Expedia Resets the Business to Improve Margins and Speed Up AI Investment

Expedia Group CFO Scott Schenkel said that the company had “radically changed the direction” of the business over the last six to nine months. He said the shift reflects a broader effort to improve profitability, tighten execution, and reinvest more selectively in AI.
He said Expedia introduced new performance metrics, stricter return targets, and faster decisions on where money should be spent. He described the move as a broader operating change under CEO Ariane Gorin, rather than a single cost-cutting program.
What Expedia is changing
Schenkel described a more disciplined operating model in which Expedia reviews spending more closely and reallocates budgets faster toward areas with stronger returns. The company is also raising the performance bar for internal investments, which means teams are being measured more tightly on outcomes and expected returns.
He also said Expedia has reduced costs in areas such as sales, vendor contracts, and cloud spending, while making broader functional cost reductions across parts of the company. Some cuts affected product and technology teams, and Expedia is using part of those savings to support machine learning and AI initiatives. He also said management is trying to balance marketing efficiency with growth.
Why Expedia is doing this now
Expedia’s recent results help explain the shift. The company reported strong overall growth, but performance across segments is uneven. In the fourth quarter of 2025, Expedia said B2C and B2B gross bookings grew 5 percent and 24 percent, respectively, showing much faster momentum in the partner business than in the consumer business. That puts added pressure on management to improve performance at brands such as Expedia and Hotels.com.
Profitability is another major reason. Expedia reported a 23.8 percent adjusted EBITDA margin for full-year 2025, while Booking reported 36.9 percent, leaving a sizable margin gap with its largest OTA rival.

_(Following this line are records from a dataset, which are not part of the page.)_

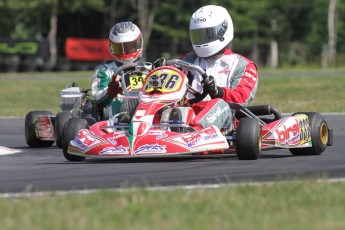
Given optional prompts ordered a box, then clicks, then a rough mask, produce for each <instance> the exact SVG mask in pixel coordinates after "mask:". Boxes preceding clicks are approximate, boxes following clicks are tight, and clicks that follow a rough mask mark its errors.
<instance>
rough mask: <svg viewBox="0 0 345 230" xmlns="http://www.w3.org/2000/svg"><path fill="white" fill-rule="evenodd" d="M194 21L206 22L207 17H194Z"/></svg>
mask: <svg viewBox="0 0 345 230" xmlns="http://www.w3.org/2000/svg"><path fill="white" fill-rule="evenodd" d="M194 22H195V23H204V22H206V18H203V17H199V18H196V19H194Z"/></svg>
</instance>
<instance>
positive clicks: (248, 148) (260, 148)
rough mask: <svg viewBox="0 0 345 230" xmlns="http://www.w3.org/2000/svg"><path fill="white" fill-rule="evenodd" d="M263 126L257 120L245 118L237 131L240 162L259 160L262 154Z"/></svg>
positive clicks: (236, 129) (238, 147) (251, 118)
mask: <svg viewBox="0 0 345 230" xmlns="http://www.w3.org/2000/svg"><path fill="white" fill-rule="evenodd" d="M261 137H262V133H261V126H260V123H259V121H258V120H257V119H255V118H250V117H245V118H242V119H240V120H239V122H238V126H237V129H236V154H237V157H238V158H239V159H240V160H257V159H258V158H259V157H260V154H261Z"/></svg>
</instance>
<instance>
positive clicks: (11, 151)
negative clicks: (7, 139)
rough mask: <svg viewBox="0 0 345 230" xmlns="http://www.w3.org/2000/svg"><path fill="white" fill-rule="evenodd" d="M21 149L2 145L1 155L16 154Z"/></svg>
mask: <svg viewBox="0 0 345 230" xmlns="http://www.w3.org/2000/svg"><path fill="white" fill-rule="evenodd" d="M20 152H21V151H20V150H17V149H11V148H7V147H4V146H0V156H2V155H10V154H15V153H20Z"/></svg>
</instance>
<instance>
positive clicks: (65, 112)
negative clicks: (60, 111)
mask: <svg viewBox="0 0 345 230" xmlns="http://www.w3.org/2000/svg"><path fill="white" fill-rule="evenodd" d="M70 118H72V113H71V112H70V111H62V112H60V113H58V114H57V115H56V117H55V132H56V146H57V147H59V148H60V149H61V148H62V133H63V127H64V126H65V124H66V123H67V121H68V120H69V119H70Z"/></svg>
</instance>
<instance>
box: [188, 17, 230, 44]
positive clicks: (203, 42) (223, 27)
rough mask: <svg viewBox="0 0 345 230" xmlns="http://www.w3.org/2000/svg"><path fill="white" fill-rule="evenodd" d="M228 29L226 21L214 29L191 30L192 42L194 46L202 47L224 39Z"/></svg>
mask: <svg viewBox="0 0 345 230" xmlns="http://www.w3.org/2000/svg"><path fill="white" fill-rule="evenodd" d="M227 28H228V21H227V20H224V22H222V23H221V24H219V25H217V26H214V27H208V28H202V29H196V30H190V31H189V34H190V39H191V42H192V44H193V45H201V44H206V43H210V42H213V41H216V40H218V39H221V38H223V36H224V34H225V32H226V30H227Z"/></svg>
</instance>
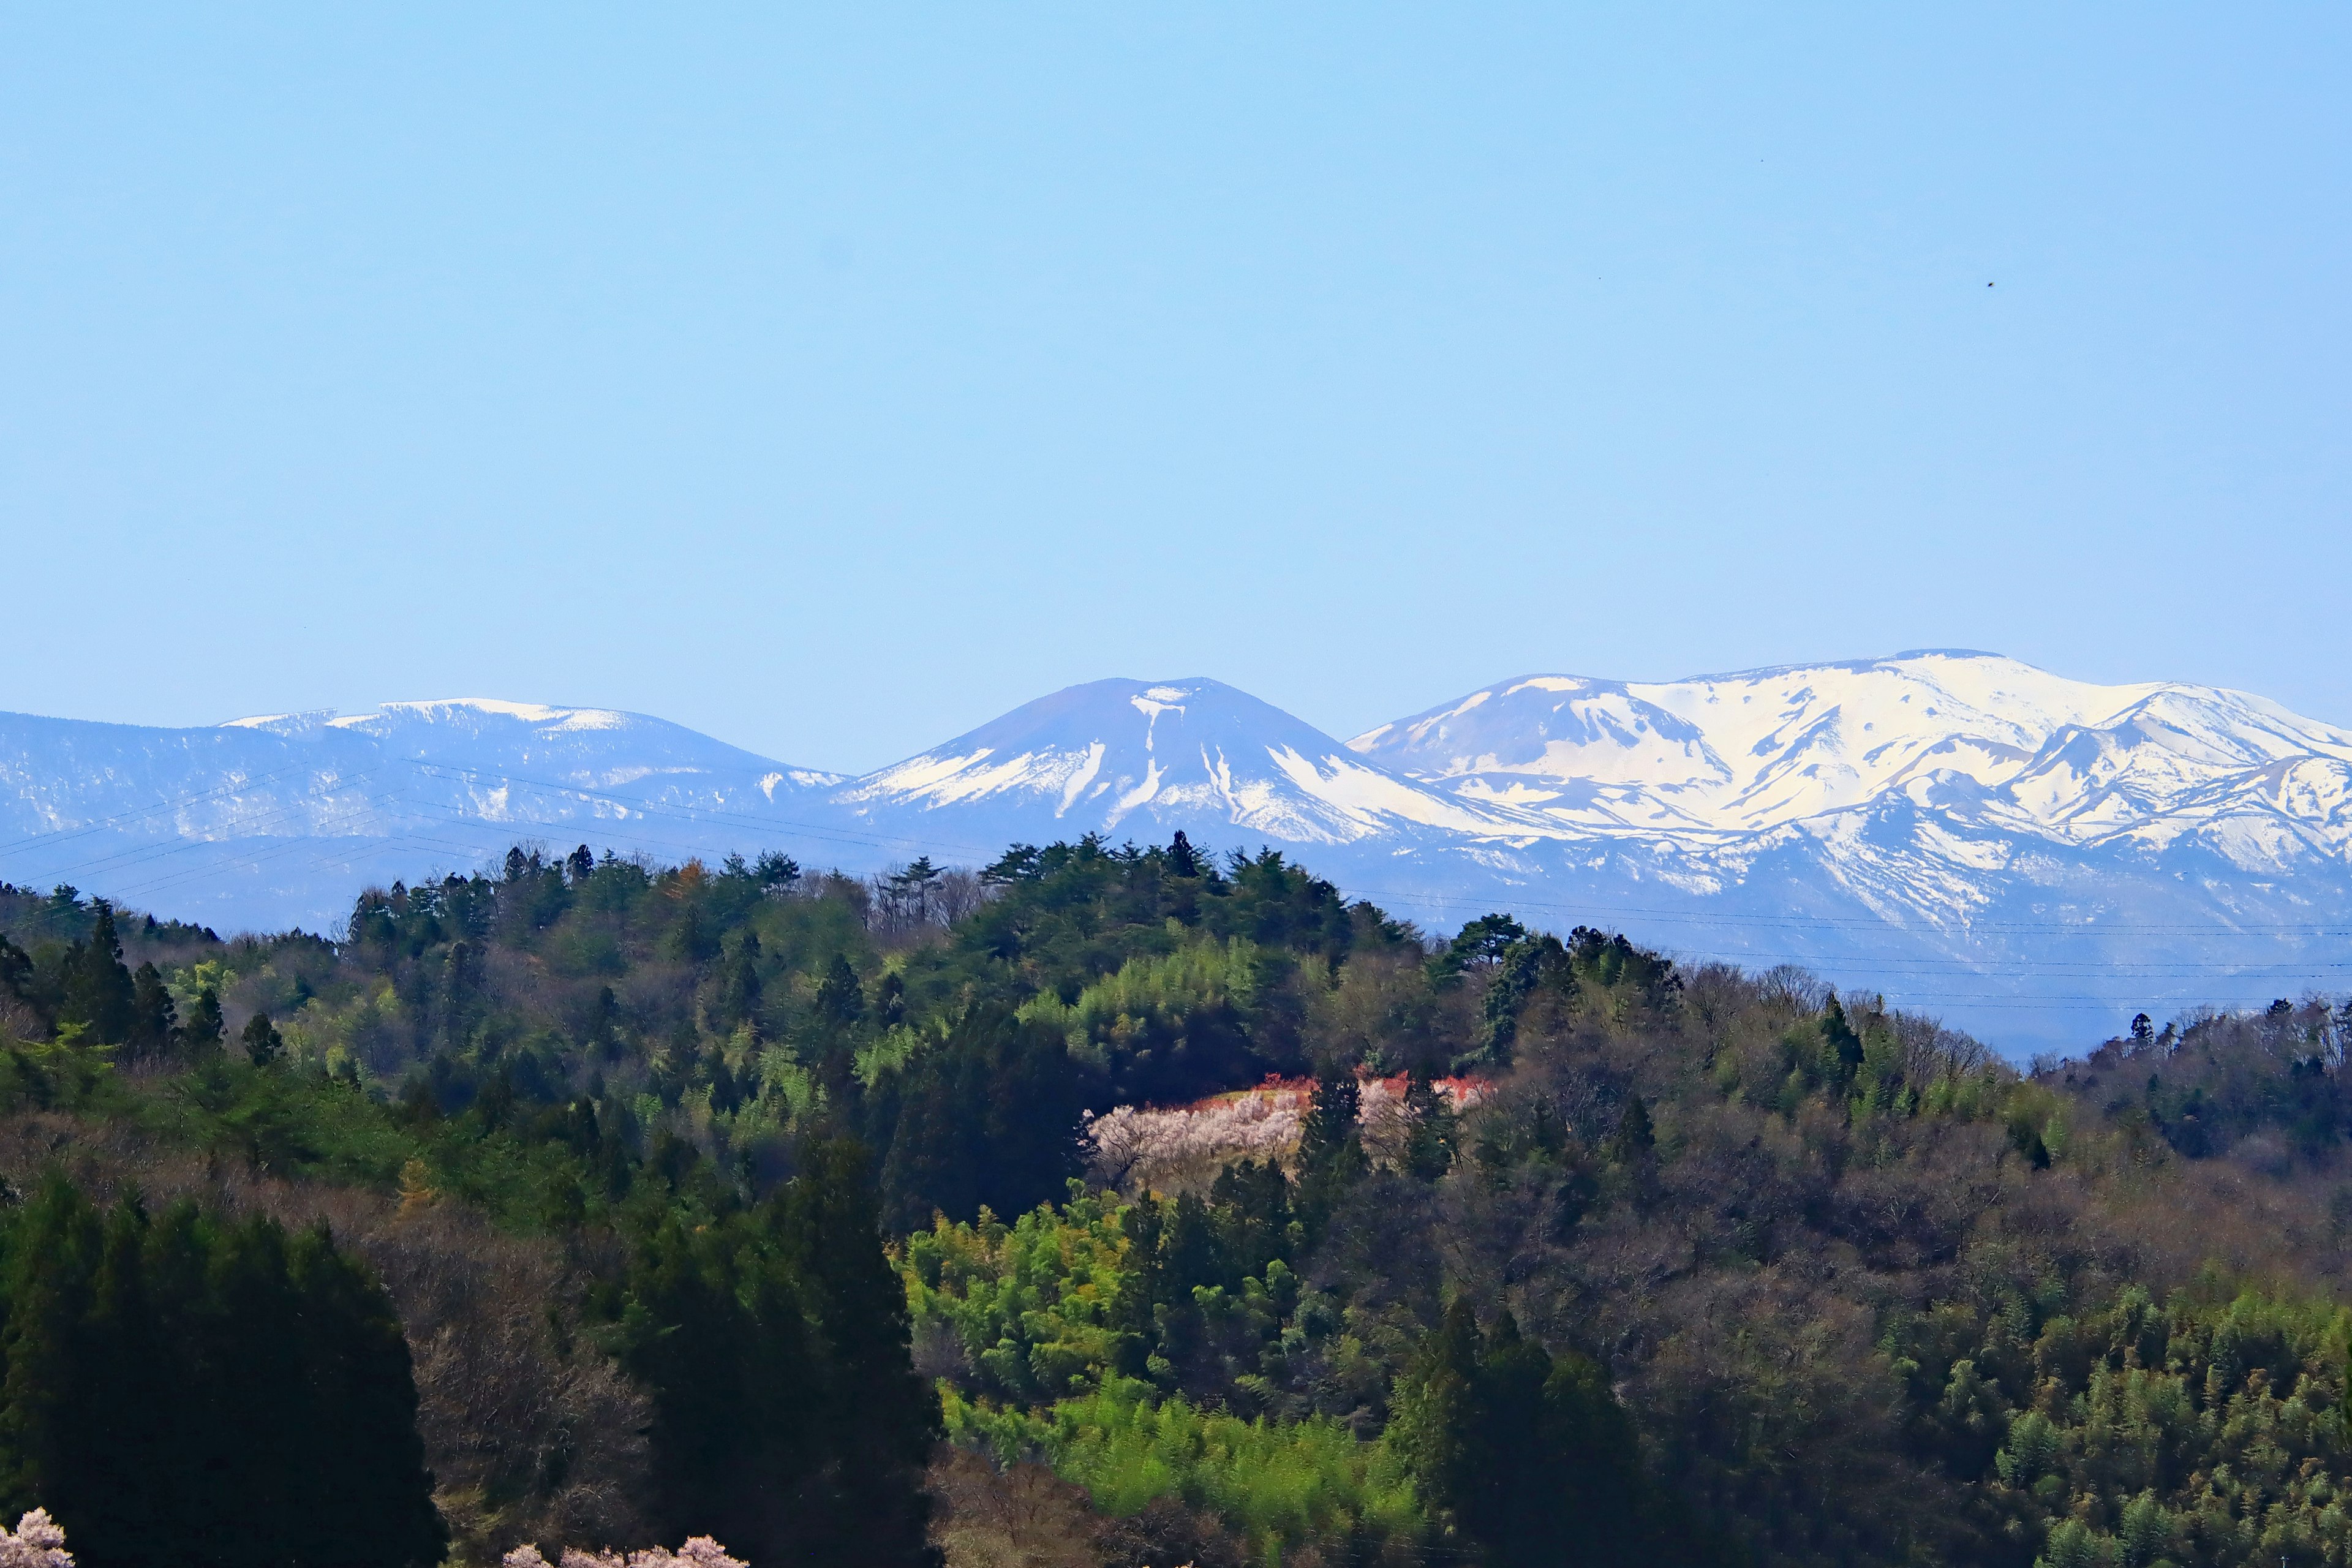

Schenkel has signaled that narrowing part of that gap is a key management objective.
The latest update and what to watch next
Expedia has tied this strategy to clear 2026 margin targets. The company said it expects 3 to 4 points of adjusted EBITDA margin expansion in the first quarter of 2026 and 1 to 1.25 points for full-year 2026, giving investors a near-term test of whether the tighter operating model is working.
The next few quarters will show whether Expedia can expand margins while also improving momentum in its consumer brands and protecting its role in travel distribution. Another issue to watch is the longer-term AI versus OTA question: as hotel groups and travel suppliers experiment with AI-driven direct booking tools, OTAs may face more pressure to prove value through pricing, loyalty, merchandising, and supplier services—not just traffic volume.